Of course, the TDM method employed is a simple one. It could be paired with say, a machine learning algorithm, with which it ‘learns’ to distinguish common but unhelpful words like “data” from helpful ones like “statistics.”

And in fact, such search methods have become commonplace in the legal industry, in a process known as discovery; in a given lawsuit, thousands of pages and emails might need to be searched to confirm or refute the allegations at hand. A burdensome, costly task for humans, but one well suited to a tireless algorithm.

In our work, TDM serves as a valuable complement to the other methods, even if it did not make any significantly different findings. And, these results are more akin to the words one would use to describe data science as a profession to laymen. Whereas the other results tended to focus on data-science specific terms, the TDM results highlighted general as well as specific skills, like management.

—————————————————————————————————————————————————————————————

Conclusion

Three different approaches were applied for data collection and analysis. Analysis of these techniques yield comparable results with top 5 skills oriented towards `Big Data, Statistics, R, Machine Learning, and Python. Big Data skills were emphasized in Press and TDM, while Machine Learning ranked top in Twitter Collection method. These results of the current analysis should not minimize the importance some data science skills over others. The importance of data science skills likely varies by the requirements of the project. Skills can not be important unless they are required by the job parameters.
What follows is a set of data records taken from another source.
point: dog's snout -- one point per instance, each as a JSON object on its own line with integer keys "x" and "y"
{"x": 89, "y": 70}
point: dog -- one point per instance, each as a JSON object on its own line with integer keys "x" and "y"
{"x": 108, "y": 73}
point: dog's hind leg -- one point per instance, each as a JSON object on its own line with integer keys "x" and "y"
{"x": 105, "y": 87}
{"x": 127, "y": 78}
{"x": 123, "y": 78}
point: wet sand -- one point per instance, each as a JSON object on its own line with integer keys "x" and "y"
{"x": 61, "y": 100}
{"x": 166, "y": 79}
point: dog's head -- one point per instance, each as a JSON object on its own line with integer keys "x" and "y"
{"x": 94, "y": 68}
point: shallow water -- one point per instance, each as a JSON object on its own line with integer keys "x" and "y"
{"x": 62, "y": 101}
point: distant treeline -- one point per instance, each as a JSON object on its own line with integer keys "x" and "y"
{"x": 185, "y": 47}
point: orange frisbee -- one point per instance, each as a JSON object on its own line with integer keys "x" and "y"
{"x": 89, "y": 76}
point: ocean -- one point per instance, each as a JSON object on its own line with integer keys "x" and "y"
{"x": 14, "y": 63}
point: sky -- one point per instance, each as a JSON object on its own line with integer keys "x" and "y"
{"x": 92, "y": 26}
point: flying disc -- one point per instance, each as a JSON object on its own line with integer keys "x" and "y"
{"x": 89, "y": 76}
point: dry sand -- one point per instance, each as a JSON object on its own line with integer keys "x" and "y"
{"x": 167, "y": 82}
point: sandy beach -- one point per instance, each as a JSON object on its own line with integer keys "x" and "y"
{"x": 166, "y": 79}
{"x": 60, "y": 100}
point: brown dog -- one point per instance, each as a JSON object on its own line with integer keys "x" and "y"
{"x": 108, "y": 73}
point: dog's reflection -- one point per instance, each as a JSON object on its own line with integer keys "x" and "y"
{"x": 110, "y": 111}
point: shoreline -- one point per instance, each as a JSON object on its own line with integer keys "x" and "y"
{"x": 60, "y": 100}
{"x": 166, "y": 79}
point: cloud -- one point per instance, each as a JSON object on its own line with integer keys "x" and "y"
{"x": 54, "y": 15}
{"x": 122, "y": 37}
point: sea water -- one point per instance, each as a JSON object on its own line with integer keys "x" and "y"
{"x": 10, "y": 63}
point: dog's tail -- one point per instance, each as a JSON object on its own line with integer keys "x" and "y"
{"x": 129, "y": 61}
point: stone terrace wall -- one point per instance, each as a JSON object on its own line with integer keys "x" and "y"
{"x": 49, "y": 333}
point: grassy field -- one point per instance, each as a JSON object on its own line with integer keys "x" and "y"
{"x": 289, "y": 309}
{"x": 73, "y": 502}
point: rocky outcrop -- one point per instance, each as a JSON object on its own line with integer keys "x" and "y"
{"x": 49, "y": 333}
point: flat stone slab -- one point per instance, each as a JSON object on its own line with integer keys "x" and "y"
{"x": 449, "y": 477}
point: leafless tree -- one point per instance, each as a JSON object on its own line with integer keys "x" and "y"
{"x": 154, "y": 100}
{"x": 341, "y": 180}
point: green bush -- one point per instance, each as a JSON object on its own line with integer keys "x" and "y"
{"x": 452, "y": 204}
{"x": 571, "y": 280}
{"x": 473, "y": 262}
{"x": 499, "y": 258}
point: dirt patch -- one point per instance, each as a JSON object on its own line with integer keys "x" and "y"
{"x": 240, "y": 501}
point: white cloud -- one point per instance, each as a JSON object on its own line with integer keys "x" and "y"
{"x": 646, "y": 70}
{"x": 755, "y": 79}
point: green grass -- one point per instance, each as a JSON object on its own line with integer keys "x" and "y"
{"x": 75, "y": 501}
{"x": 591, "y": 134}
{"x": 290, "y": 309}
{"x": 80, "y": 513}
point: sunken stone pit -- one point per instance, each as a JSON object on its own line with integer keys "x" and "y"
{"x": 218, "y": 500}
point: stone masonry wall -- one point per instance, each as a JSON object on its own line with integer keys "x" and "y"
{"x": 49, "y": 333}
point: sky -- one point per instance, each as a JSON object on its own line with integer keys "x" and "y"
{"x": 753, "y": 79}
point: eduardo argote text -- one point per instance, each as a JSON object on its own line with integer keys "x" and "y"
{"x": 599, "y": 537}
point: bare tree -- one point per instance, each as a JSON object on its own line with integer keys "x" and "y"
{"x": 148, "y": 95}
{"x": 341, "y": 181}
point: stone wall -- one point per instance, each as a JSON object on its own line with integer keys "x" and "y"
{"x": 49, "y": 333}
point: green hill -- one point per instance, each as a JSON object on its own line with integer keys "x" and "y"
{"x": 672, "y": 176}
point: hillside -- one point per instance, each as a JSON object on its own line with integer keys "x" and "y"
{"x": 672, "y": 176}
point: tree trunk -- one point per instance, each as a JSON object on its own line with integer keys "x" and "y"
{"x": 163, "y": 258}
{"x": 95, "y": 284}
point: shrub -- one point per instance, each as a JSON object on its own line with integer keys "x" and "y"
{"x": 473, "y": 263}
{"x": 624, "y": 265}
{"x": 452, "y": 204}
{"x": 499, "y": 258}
There is a dizzying array of buzzwords and skillsets linked to data science; it can be hard to know which ones to pursue, and which to dismiss. Our findings suggest that a few core disciplines underlie the field, and great facility with them is essential. These fields are, broadly, mathematics and computer science. Certain sub-fields within them, like statistics and machine learning, may deserve special study.

These subjects should be mastered in concert with the tools of the trade - these currently include R, Python, SQL and other tools. A mathematician without a command of a modern computer language will find it difficult to do data science work. And one should be careful to note that these tools are apt to change, that they are simply the latest incarnation of the methods of data science.

Lastly, one must have the personal qualities to make full use of these tools and subjects. You must be able to write clearly, and to express your findings in intuitive visual aides; you must have a penchant for learning new things in strange domains while keeping a close eye on your work.

And from a business perspective, data science is essential to turning data into insight. But, it can be hard to find experts with all the necessary talents - they may need to be groomed from within; if one is found, they must be kept engaged, and have the autonomy to design their own solutions, to turn data into prosperity, and transform the fate of a firm.

Further Reading: A Salary Survey

O’Reilly Media published a salary survey that sought to determine what skills are in demand by data scientists. Commendably, the study uses regression analysis to qualify the importance of various attributes, from geography to education to prowess with specific tools. It has an interesting comparison of salaries based on what sorts of tasks data scientists do, from extract, transform and load (ETL) work to meetings and exploratory data analysis.

The O’Reilly survey gives insight into the different career trajectories available to data scientists, as well as recent changes in the popularity of various tools of the trade. While our results seem more pointed at the fundamentals of the field, the repeated annual surveys of O’Reilly Media allow them to uncover temporal trends in the data science field.